Meituan has applied its AI technology to its core food and hotel businesses through Xiaomei. Xiaomei is an AI agent, powered by Meituan's LongCat models, that assists customers with food delivery purchases and hotel bookings.

=== Other services ===
Meituan also offers many other services and smaller initiatives, such as a business-to-business food distribution service (快驴), power-bank-sharing, micro-lending, and a restaurant management system (RMS) initiative.

== New developments ==
=== Unmanned aerial vehicles ===
In 2023, Meituan began using unmanned aerial vehicles (UAVs) for urban logistics deliveries. The UAVs have a maximum delivery distance of five kilometers and can operate in inclement weather. In May 2023, Meituan and Pony.ai announced a partnership in which Meituan would license the company's technology to support the expansion its UAV delivery services in China's first-tier cities.
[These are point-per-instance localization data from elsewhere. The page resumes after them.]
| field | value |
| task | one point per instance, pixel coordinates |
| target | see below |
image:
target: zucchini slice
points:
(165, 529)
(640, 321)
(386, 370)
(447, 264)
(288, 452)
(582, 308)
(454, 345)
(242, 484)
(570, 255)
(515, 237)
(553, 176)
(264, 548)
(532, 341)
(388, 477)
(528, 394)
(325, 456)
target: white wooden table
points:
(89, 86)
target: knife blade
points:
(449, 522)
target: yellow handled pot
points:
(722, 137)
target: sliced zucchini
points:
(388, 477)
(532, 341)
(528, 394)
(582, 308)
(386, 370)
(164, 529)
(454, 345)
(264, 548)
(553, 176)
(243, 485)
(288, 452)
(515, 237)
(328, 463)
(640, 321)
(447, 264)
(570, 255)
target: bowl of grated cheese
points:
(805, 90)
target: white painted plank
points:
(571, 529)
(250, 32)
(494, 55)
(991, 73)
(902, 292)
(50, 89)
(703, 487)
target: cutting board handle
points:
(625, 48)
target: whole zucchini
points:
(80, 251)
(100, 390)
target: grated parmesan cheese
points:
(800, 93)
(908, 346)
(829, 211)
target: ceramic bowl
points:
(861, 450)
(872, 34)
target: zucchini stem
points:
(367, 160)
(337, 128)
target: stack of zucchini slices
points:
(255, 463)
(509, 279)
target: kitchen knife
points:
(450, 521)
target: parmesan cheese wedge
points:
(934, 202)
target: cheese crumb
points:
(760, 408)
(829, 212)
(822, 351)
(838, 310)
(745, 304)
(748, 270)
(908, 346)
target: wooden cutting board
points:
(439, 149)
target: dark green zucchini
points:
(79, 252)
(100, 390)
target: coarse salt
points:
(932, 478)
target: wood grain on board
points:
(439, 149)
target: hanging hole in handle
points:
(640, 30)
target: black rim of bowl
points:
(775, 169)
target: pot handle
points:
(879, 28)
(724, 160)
=== Self driving delivery vehicles ===
Meituan introduced self-driving vehicles in 2021, focusing on expanding into densely populated cities such as Shanghai, Beijing, and Shenzhen. Through a partnership with Li Auto Inc. Meituan leverages the company's intellectual property to advance its autonomous vehicle development. The IP license includes Li Auto's SEV model's complete vehicle design plan, molds, and tooling.

== Foreign expansion ==
Meituan's foreign expansion began with the launch of the Keeta delivery app in Hong Kong in 2023, followed by expansion into the Middle East and Brazil.

=== Asia ===
==== Hong Kong ====
In May 2023 Meituan launched its first food delivery service - named Keeta. It was the first time Meituan offered its products outside of mainland China. Keeta began operating in the districts of Mong Kok and Tai Kok Tsui, with plans to expand to the rest of Hong Kong by the end of 2023.

=== Middle East ===
==== Saudi Arabia ====
In September 2024 Meituan launched its platform Keeta in Riyadh, Saudi Arabia offering free deliveries and discounts during its initial launch phase for customers. Meituan announced plans to capture up to 80% of the Saudi Arabian food delivery market by 2025. Keeta's expansion plans align with Saudi Arabia's vision for 2030, with an investment of SR1 billion ($266.6 million) to improve operations, create jobs, and enhance services. Keeta focuses on affordability, diverse range of restaurants, faster delivery and tailored customer experience to progress in the Saudi Arabian market. Meituan CEO Wang Xing stated that international expansion is part of Meituan's long-term strategy.

Qatar

In August 2025, Keeta expanded into Qatar.

United Arab Emirates

In September 2025, Keeta expanded to the United Arab Emirates, launching in Dubai on September 27, with plans to subsequently expand to other parts of the country.

===Latin America===
Brazil

In October 2025, Keeta entered the market for food delivery in Brazil.